Simulating realistic time-domain observations of gravitational waves (GWs) and GW detector glitches can help in advancing GW data analysis. Simulated data can be used in downstream tasks by augmenting datasets for signal searches, balancing data sets for machine learning, and validating detection schemes. In this work, we present Conditional Derivative GAN (cDVGAN), a novel conditional model in the Generative Adversarial Network framework for simulating multiple classes of time-domain observations that represent gravitational waves (GWs) and detector glitches. cDVGAN can also generate generalized hybrid samples that span the variation between classes through interpolation in the conditioned class vector. cDVGAN introduces an additional player into the typical 2-player adversarial game of GANs, where an auxiliary discriminator analyzes the first-order derivative time-series. Our results show that this provides synthetic data that better captures the features of the original data. cDVGAN conditions on three classes, two denoised from LIGO blip and tomte glitch events from its 3rd observing run (O3), and the third representing binary black hole (BBH) mergers. Our proposed cDVGAN outperforms 4 different baseline GAN models in replicating the features of the three classes. Specifically, our experiments show that training convolutional neural networks (CNNs) with our cDVGAN-generated data improves the detection of samples embedded in detector noise beyond the synthetic data from other state-of-the-art GAN models. Our best synthetic dataset yields as much as a 4.2% increase in area-under-the-curve (AUC) performance compared to synthetic datasets from baseline GANs.
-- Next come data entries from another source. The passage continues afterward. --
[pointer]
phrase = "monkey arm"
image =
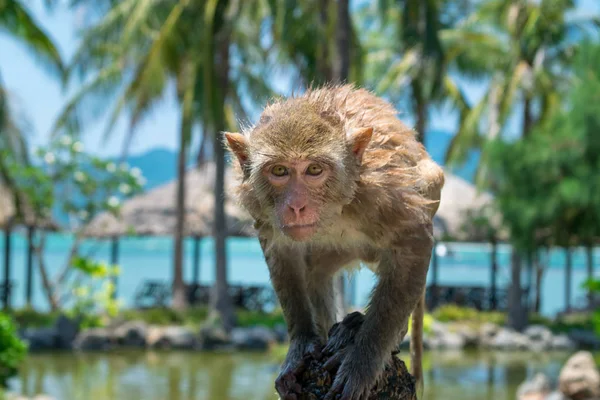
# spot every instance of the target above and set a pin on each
(402, 276)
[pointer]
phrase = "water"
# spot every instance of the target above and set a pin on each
(205, 376)
(151, 258)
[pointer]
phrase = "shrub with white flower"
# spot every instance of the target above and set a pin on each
(71, 183)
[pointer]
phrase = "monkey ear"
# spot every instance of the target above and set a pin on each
(359, 140)
(238, 145)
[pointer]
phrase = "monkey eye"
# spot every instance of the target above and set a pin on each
(279, 170)
(314, 170)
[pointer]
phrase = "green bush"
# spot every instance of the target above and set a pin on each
(29, 318)
(12, 349)
(451, 313)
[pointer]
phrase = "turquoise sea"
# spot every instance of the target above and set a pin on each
(151, 258)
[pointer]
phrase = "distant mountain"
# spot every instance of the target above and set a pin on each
(159, 165)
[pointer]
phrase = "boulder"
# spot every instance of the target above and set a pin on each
(131, 334)
(585, 339)
(508, 339)
(39, 339)
(213, 337)
(469, 335)
(66, 330)
(562, 342)
(535, 389)
(579, 378)
(556, 395)
(441, 337)
(253, 338)
(487, 333)
(540, 337)
(281, 333)
(172, 337)
(95, 339)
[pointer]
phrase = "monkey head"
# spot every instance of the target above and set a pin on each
(300, 166)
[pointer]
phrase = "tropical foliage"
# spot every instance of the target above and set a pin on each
(12, 349)
(81, 186)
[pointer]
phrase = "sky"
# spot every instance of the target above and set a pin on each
(39, 97)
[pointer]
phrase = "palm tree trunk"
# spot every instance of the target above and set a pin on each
(516, 314)
(539, 276)
(179, 298)
(324, 67)
(568, 278)
(220, 300)
(590, 272)
(420, 109)
(342, 67)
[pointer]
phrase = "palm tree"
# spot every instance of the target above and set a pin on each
(17, 21)
(159, 42)
(529, 75)
(434, 44)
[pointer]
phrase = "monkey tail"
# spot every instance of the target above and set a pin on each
(416, 346)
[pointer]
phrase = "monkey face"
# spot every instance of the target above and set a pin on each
(296, 187)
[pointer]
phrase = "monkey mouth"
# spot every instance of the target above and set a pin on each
(300, 231)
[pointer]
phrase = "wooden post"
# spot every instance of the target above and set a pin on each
(29, 267)
(568, 276)
(434, 277)
(196, 271)
(7, 256)
(114, 260)
(494, 276)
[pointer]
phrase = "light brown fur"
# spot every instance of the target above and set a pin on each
(377, 209)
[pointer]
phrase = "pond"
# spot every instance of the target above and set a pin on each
(246, 376)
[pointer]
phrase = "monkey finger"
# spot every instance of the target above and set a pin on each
(334, 362)
(353, 320)
(335, 390)
(316, 350)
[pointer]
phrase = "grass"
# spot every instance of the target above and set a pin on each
(192, 317)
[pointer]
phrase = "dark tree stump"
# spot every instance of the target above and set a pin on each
(315, 381)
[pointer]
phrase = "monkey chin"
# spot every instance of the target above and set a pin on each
(300, 233)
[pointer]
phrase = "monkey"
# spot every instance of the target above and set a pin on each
(332, 178)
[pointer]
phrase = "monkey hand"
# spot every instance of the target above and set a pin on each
(358, 368)
(286, 385)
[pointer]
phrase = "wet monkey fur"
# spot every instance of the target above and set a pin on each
(333, 179)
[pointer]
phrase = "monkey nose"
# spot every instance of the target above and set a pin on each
(297, 209)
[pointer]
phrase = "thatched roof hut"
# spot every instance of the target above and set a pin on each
(459, 199)
(153, 213)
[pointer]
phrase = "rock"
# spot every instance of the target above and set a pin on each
(449, 341)
(95, 339)
(535, 389)
(579, 378)
(66, 330)
(12, 396)
(556, 395)
(131, 334)
(313, 381)
(172, 337)
(254, 338)
(585, 339)
(508, 339)
(540, 337)
(469, 335)
(441, 337)
(281, 333)
(213, 337)
(562, 342)
(487, 333)
(40, 338)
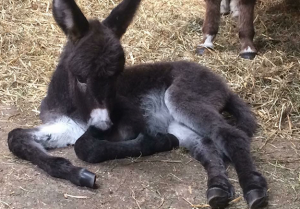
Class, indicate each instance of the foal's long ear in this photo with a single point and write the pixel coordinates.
(70, 19)
(121, 16)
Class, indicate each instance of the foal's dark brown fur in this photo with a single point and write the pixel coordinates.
(244, 10)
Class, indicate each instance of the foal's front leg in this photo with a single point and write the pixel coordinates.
(30, 144)
(210, 26)
(93, 149)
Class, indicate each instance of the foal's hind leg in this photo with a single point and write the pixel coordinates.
(210, 26)
(219, 191)
(30, 144)
(233, 142)
(246, 28)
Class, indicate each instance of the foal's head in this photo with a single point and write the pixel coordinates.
(93, 57)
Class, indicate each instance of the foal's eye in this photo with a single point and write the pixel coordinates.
(80, 79)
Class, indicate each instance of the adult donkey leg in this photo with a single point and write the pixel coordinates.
(246, 29)
(210, 26)
(30, 144)
(219, 191)
(234, 143)
(92, 148)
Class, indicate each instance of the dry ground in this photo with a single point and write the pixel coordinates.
(30, 44)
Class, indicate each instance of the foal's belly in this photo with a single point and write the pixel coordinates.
(159, 120)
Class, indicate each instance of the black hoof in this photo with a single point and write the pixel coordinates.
(87, 178)
(248, 55)
(218, 198)
(257, 198)
(174, 141)
(200, 50)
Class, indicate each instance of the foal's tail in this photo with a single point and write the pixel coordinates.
(21, 142)
(244, 117)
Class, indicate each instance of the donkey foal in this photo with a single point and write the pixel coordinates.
(243, 10)
(108, 111)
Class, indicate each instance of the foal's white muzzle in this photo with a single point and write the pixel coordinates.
(100, 119)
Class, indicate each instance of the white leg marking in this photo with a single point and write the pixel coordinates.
(187, 138)
(225, 8)
(234, 7)
(208, 41)
(100, 119)
(62, 132)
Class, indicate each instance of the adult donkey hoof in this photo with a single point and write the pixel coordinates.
(218, 198)
(248, 55)
(87, 178)
(257, 198)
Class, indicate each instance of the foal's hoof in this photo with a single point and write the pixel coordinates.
(218, 198)
(248, 55)
(257, 198)
(87, 178)
(200, 50)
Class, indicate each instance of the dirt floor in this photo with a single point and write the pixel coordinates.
(30, 43)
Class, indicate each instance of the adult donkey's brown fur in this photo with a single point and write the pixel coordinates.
(111, 111)
(243, 10)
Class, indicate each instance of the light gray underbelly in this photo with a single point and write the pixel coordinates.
(159, 120)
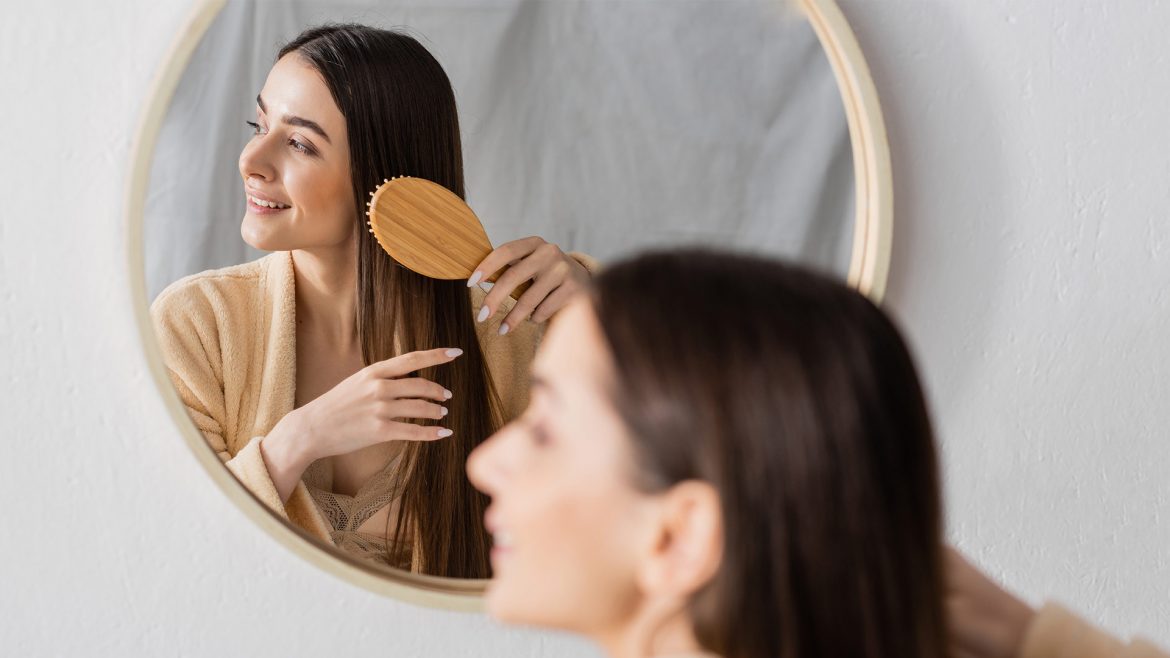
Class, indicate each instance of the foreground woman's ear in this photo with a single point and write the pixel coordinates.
(687, 547)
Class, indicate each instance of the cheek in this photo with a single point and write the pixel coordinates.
(573, 556)
(321, 196)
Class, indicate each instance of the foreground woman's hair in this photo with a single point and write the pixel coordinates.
(798, 401)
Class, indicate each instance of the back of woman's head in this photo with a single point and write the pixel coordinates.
(798, 401)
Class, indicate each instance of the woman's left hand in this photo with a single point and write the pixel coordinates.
(556, 278)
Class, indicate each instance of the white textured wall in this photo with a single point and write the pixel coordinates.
(1032, 271)
(1030, 260)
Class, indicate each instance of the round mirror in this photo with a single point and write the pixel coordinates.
(604, 128)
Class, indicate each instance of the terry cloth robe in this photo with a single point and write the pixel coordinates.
(228, 338)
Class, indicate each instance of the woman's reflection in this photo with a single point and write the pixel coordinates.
(310, 369)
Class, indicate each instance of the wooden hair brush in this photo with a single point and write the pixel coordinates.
(428, 230)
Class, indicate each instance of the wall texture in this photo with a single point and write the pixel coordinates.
(1030, 268)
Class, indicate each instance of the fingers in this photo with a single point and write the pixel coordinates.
(404, 364)
(396, 431)
(412, 409)
(412, 388)
(543, 266)
(528, 302)
(558, 300)
(548, 267)
(502, 255)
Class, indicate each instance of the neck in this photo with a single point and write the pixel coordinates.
(656, 630)
(325, 293)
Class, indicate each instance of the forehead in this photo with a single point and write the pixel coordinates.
(294, 87)
(573, 355)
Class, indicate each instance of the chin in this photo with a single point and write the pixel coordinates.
(520, 605)
(257, 238)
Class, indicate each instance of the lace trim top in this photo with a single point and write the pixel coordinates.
(346, 514)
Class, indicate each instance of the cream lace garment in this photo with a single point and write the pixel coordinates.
(348, 513)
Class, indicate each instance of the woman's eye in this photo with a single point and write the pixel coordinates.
(300, 146)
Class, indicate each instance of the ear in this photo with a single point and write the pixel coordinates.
(688, 547)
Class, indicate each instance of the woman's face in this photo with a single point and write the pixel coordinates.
(568, 523)
(300, 162)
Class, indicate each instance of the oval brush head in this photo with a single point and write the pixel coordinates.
(428, 228)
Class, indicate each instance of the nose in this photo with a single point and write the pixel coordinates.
(255, 160)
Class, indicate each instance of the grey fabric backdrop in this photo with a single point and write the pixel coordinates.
(605, 127)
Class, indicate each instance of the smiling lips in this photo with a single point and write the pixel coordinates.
(260, 204)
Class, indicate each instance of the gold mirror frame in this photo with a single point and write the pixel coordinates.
(868, 268)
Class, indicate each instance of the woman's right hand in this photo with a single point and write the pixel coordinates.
(367, 408)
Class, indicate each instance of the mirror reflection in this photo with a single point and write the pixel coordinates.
(344, 390)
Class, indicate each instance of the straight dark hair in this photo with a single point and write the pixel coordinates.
(797, 398)
(401, 120)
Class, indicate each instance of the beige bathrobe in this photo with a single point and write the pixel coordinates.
(228, 338)
(1055, 632)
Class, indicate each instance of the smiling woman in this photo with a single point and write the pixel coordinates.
(304, 369)
(343, 391)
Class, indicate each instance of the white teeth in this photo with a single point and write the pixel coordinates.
(266, 204)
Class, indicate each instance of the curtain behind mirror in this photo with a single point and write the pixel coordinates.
(604, 127)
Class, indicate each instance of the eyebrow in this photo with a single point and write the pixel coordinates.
(297, 121)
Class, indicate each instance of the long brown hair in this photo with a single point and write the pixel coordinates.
(401, 120)
(798, 401)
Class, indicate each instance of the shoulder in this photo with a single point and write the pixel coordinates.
(213, 290)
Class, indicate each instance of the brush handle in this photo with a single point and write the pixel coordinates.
(520, 289)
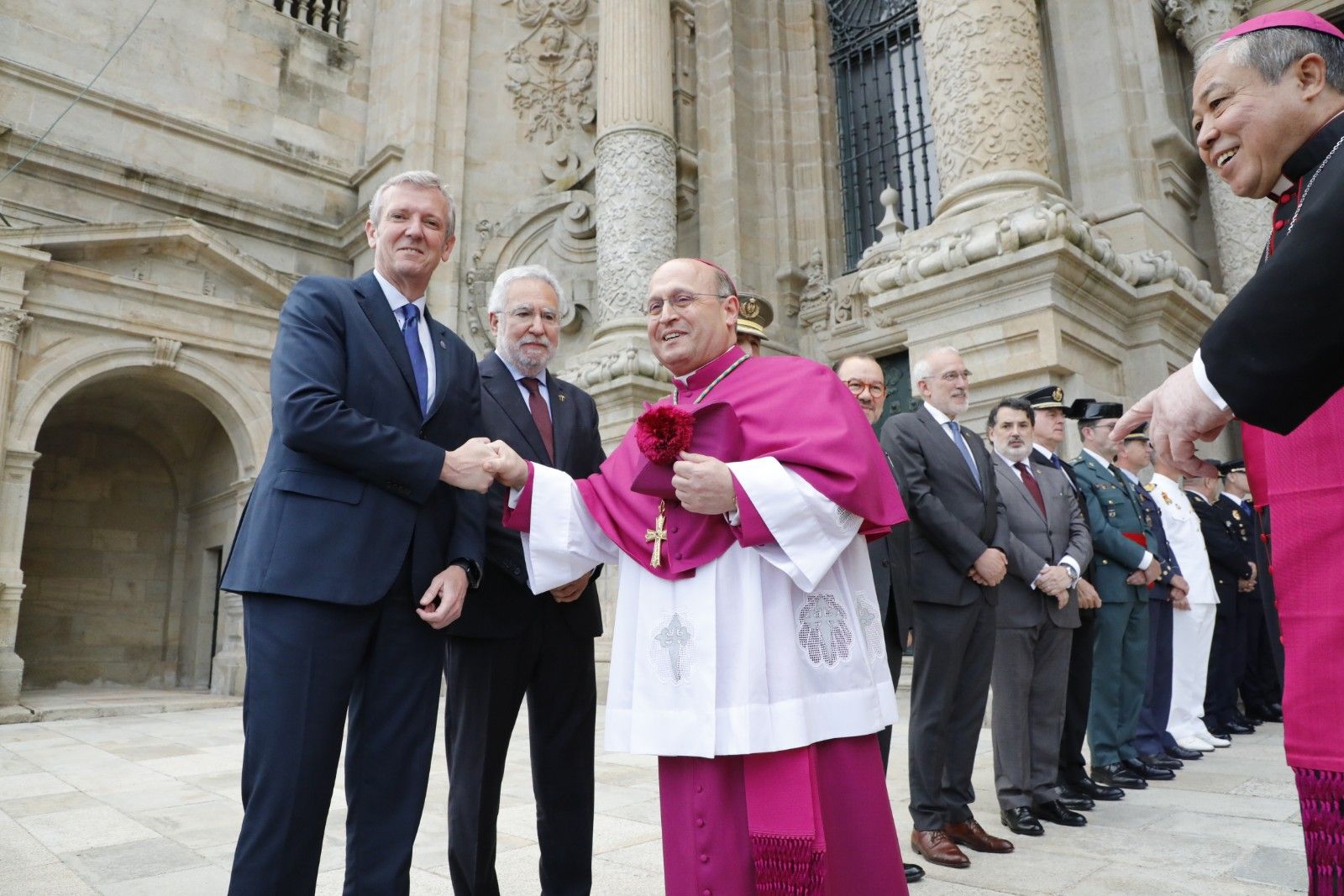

Moreover, training the CNN with hybrid samples from our cDVGAN outperforms CNNs trained only on the standard classes, when identifying real samples embedded in LIGO detector background (4% AUC improvement for cDVGAN).

翻译：模拟引力波（GW）及探测器毛刺的时域观测数据有助于推动引力波数据分析的发展。模拟数据可服务于下游任务，包括扩充信号搜索数据集、平衡机器学习数据集以及验证检测方案。本文提出条件导数生成对抗网络（cDVGAN），这是一种基于生成对抗网络框架的新型条件模型，用于模拟代表引力波和探测器毛刺的多类时域观测数据。cDVGAN还能通过对条件类别向量进行插值，生成跨越类别间变化的广义混合样本。cDVGAN在标准GAN的双玩家对抗博弈中引入额外角色，通过辅助鉴别器分析一阶导数时间序列。结果表明，该方法生成的合成数据能更好地捕捉原始数据特征。cDVGAN对三类数据施加条件：其中两类来自LIGO第三次观测运行（O3）中经降噪处理的blip和tomte毛刺事件，第三类代表双黑洞（BBH）并合。我们提出的cDVGAN在复制三类数据特征方面优于四种基准GAN模型。具体而言，实验表明，使用cDVGAN生成数据训练卷积神经网络（CNN），在检测嵌入探测器噪声的样本时，其性能优于其他先进GAN模型生成的合成数据。与基准GAN的合成数据集相比，最优合成数据集的AUC（曲线下面积）性能提升高达4.2%。此外，使用cDVGAN生成的混合样本训练CNN，在识别嵌入LIGO探测器背景的真实样本时，优于仅使用标准类别训练的CNN（cDVGAN的AUC提升4%）。